Salvatore Malfi, who, as the prefect of Salerno, represents the central government, conceded: “Managing a landing like this every 15 days isn’t simple.”
In Rome, the events of last week set off a crisis with Italy’s partners in the EU that has been long in the making.
Minniti, the minister of the interior, was on his way to Washington for talks with the Trump administration when news reached him of the huge surge in numbers. He turned his official plane back after refuelling at Shannon, in Ireland, and demanded a meeting with the prime minister, Paolo Gentiloni, as soon as he got home.
A hard-nosed political operator from the south, Minniti said it was absurd that 27 ships flying the flags of various nations, some operated by humanitarian groups and charities, were all landing people in Italy. “Something’s not working here,” he declared. “Ships flying assorted flags are all - rightly - saving human lives but somehow Italy’s the only place they come to. That is the heart of the matter. Is that clear?”
Others asked why rescue boats were not taking migrants to Malta, an EU nation that is closer than Italy to the migrants’ Libyan embarkation points.

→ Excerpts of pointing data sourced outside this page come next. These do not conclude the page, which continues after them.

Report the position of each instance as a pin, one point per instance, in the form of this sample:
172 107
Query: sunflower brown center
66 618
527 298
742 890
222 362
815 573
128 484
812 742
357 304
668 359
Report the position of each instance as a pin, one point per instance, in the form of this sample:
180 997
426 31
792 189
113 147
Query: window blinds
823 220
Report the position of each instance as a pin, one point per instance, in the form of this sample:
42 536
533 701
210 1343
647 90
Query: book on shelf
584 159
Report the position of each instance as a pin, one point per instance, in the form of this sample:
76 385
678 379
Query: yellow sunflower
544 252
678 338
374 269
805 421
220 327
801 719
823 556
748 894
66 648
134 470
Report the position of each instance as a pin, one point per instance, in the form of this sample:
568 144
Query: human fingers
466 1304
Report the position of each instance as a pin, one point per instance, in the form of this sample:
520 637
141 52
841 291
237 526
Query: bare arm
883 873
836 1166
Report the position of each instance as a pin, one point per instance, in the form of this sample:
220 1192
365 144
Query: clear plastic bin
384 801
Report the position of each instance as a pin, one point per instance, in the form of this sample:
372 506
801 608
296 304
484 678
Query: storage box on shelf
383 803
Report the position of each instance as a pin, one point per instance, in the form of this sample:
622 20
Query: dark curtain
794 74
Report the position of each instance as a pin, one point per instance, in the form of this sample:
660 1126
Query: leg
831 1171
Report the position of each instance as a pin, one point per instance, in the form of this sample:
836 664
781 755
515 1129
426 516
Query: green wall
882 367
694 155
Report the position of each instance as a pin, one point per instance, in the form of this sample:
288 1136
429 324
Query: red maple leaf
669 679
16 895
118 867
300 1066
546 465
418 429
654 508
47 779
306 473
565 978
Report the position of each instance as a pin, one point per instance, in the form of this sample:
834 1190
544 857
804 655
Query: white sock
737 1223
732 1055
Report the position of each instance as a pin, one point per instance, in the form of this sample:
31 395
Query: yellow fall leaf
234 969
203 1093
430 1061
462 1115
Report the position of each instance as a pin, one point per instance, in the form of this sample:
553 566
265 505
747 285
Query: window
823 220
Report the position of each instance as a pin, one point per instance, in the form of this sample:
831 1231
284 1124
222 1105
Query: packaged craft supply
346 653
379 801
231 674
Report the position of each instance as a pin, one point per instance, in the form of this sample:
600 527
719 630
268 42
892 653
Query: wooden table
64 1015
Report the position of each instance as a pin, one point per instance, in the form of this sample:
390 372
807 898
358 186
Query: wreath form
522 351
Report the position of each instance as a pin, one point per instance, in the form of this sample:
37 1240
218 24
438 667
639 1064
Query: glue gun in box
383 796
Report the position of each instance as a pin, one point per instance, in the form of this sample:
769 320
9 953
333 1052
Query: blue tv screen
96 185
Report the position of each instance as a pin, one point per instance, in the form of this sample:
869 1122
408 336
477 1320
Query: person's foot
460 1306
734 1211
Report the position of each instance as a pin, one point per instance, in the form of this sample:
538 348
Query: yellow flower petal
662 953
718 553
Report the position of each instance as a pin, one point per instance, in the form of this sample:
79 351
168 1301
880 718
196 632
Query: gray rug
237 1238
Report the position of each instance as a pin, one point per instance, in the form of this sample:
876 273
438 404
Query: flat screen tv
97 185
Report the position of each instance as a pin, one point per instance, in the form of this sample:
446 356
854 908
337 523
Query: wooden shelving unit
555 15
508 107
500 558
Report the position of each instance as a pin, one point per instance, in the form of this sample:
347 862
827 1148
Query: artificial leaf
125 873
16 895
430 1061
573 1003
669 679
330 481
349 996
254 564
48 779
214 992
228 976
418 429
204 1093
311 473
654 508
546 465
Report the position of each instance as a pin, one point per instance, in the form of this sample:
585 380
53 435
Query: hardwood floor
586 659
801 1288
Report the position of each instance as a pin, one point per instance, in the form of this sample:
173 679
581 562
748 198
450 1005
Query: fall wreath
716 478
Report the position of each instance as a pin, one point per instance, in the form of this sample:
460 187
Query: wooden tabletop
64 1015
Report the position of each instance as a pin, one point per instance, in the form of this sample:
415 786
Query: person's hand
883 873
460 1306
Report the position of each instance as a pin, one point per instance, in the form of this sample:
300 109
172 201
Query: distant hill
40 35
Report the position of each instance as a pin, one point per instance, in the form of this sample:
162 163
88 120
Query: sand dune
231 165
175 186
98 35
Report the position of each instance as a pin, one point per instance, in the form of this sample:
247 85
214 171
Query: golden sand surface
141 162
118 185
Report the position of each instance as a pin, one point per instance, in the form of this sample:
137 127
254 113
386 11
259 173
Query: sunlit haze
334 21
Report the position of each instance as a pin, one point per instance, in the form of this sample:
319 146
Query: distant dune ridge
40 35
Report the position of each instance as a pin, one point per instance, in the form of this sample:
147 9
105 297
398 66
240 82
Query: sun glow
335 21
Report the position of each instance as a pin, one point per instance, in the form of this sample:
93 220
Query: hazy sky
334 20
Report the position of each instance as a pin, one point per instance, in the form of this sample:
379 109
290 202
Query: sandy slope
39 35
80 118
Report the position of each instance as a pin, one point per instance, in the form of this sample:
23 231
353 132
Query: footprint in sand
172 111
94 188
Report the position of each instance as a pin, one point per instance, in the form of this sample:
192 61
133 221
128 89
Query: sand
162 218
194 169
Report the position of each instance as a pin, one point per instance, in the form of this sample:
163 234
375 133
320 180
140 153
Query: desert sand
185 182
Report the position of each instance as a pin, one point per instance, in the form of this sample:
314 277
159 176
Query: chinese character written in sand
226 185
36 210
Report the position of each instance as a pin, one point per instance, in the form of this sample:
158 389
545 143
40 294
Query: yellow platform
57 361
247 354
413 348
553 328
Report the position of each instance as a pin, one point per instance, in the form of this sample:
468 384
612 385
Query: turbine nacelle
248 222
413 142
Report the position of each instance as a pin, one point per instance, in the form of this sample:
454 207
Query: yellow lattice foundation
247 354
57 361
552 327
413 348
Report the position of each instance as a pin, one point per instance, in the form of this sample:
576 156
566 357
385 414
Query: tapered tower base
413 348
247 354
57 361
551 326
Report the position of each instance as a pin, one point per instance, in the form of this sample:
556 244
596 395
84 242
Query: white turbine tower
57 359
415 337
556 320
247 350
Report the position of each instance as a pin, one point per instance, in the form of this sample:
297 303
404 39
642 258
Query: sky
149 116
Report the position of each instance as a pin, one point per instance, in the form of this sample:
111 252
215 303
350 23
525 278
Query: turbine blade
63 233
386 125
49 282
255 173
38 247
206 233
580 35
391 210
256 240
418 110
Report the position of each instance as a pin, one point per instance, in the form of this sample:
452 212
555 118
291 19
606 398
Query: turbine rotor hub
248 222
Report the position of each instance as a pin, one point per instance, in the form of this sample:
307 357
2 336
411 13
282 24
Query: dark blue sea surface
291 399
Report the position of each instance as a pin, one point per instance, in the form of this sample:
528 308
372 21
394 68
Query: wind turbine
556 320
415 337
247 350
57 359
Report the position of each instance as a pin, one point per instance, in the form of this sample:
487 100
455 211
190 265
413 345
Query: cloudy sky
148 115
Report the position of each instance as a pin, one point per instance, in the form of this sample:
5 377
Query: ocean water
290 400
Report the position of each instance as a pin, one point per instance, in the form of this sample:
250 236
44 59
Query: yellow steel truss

In a stark move for an ardently pro- European nation, Italy sent Maurizio Massari, its ambassador to the EU, to warn top officials that it had reached its limit. Massari said Italy wanted action to stop traffickers in Libya and demanded that other European countries open their doors to take in some of the refugees and migrants.
“We’ve internationalised the rescue operation but the rest of it is down to just one country,” Gentiloni said. “That’s putting us under pressure.”
A flurry of Euro-rhetoric greeted his plea. Jean-Claude Juncker, president of the European Commission, declared: “We won’t abandon Italy and Greece. These two nations have been heroic.” But France showed the bleak reality when its police hunted down and sent back 400 migrants lured by people smugglers to sneak across the border from Italy.
The Italians will press their case at meetings of the EU and the G20 this week. Government sources say they will initially press for Barcelona and Marseilles to accept ships. They will point out that Italy’s political stability is threatened.
Voters’ fears about immigration helped right-wing parties to stage a recovery in the local elections at the expense of the centre left and the populist Five Star Movement. More ominously, police were deployed in force in Rome last Friday to stop violence between pro and anti- migrant groups and there were clashes between ultra-rightists and riot police in Milan. “The invasion of illegal immigrants is becoming epochal,” claimed the hard-right Northern League.
For survivors like Felicity, such sentiments were little to fear after the perilous journey from Nigeria. She has, after all, christened her son Goodnews.
Naval ships and planes from 24 nations, including Britain, take part in the EU’s Operation Triton, which provides security, search and rescue off Libya. In addition, a flotilla of ships run by aid groups waits off the Libyan coast to rescue migrants.
Under international law, the Italian coastguard takes control of search and rescue operations and directs all rescuing ships to Italian ports. Nato has joined in Operation Sophia, a mission to identify, capture and dispose of boats used by people smugglers — so far with scant success.